Cort Wesley tried to make him out clearer through the darkness. “Come again?”
“No need to on account of you hearing me fine the first time. Boone Masters done one thing right, even if it wasn’t the right thing to do.”
“Do all ghosts talk in riddles?”
“Wouldn’t know, bubba. I don’t talk to many. Doesn’t work that way where I be now. Anyway, that one right thing your daddy did was teaching you how not to be a father. I’d venture to say that avoiding his example has changed you as much as a man can change for the better.”
Leroy started to fade out, Cort Wesley able to see right through him to the moonlit wall when his form suddenly thickened again.
“Oh, almost forgot to tell ya. Ranger gal fell asleep downstairs. You may want to check on her.”
P
ART
S
EVEN
The Texas Ranger Frontier Battalion developed a reputation for individual daring and success in restoring order to lawless areas—a reputation which helped enshrine the legend of the Texas Rangers in popular imagination.
Randolph B. Campbell,
Gone to Texas: A History of the Lone Star State
61
N
UEVO
L
AREDO,
M
EXICO
Caitlin saw the spire of San Agustin Church rising over the plaza rich with tourists strolling past sidewalk kiosks and open storefronts, snapping pictures with their cell phones and fishing cash from their wallets. She had switched off the air-conditioning and opened her SUV’s windows after being waved through the Customs stop. The air here just across the border, mere miles away from where Strong’s Raiders had met with Pancho Villa’s three generals to plan their response against
esos Demonios,
was dry, dusty, and laced with the scents of grilled food sifting out from restaurants featuring open fronts.
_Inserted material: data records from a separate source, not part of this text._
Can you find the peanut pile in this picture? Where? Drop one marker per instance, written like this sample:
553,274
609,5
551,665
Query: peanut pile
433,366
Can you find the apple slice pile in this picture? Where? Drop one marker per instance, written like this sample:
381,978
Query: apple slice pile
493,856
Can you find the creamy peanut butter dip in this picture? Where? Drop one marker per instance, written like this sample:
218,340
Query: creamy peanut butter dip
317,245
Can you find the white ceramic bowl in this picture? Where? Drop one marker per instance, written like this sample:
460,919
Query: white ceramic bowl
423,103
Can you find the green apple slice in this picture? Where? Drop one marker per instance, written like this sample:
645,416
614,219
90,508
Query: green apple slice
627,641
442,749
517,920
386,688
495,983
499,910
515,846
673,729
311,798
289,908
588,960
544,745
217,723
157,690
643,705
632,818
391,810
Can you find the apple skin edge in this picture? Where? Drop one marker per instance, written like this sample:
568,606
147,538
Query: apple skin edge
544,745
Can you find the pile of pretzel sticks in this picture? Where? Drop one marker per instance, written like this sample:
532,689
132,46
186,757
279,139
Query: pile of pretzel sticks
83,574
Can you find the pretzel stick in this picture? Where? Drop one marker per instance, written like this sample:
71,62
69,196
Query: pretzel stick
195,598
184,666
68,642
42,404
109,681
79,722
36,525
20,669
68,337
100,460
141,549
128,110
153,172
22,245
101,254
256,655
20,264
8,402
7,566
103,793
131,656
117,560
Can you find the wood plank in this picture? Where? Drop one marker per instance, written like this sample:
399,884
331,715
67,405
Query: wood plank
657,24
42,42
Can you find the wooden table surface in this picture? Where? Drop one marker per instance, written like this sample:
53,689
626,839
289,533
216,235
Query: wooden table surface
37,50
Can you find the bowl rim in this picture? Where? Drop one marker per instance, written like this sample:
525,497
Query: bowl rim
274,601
She finally found a parking space down the street from a Mexican restaurant called Los Jocales. Caitlin entered to find it all but deserted as the staff prepared for the busy late-morning and lunchtime rush. She’d set the meeting in the same back alcove where Cort Wesley Masters had been brought after being sprung from prison by Jones the year before. Approaching the bead curtain separating the alcove from the rest of the restaurant, Caitlin saw three figures sitting in silence inside. The lights in this part of the restaurant had yet to be switched on, and the result was to place the figures in shadows broken only by the spill of light coming in through the spacious windows that formed the entire side wall beyond the alcove. She thought she smelled cigarette smoke and saw wisps of it rising as she drew closer, parting the beads to find the eyes of all three men fastened upon her.
Sandoval rose respectfully first, waiting for Alejandro Luis Rojas and Juan Ramon Castillo to join him before bowing his head slightly. Rojas and Castillo nodded her way, Caitlin doing a mental review of both as they retook their seats, even as she felt the thick tension that had settled between Sandoval and his mortal enemies.
Alejandro Luis Rojas, second in command and chief enforcer of the Juárez cartel, was a ruddy-looking man with a dark pockmarked complexion and stubby, callused hands that looked like a farmer’s. His forehead was stitched by permanent lines that ran across it in slight waves. He brushed his thick black hair straight back and Caitlin noticed dried flecks of hair dye dotting the shoulders of his white button-down shirt, the sleeves of which were rolled up just past the elbows.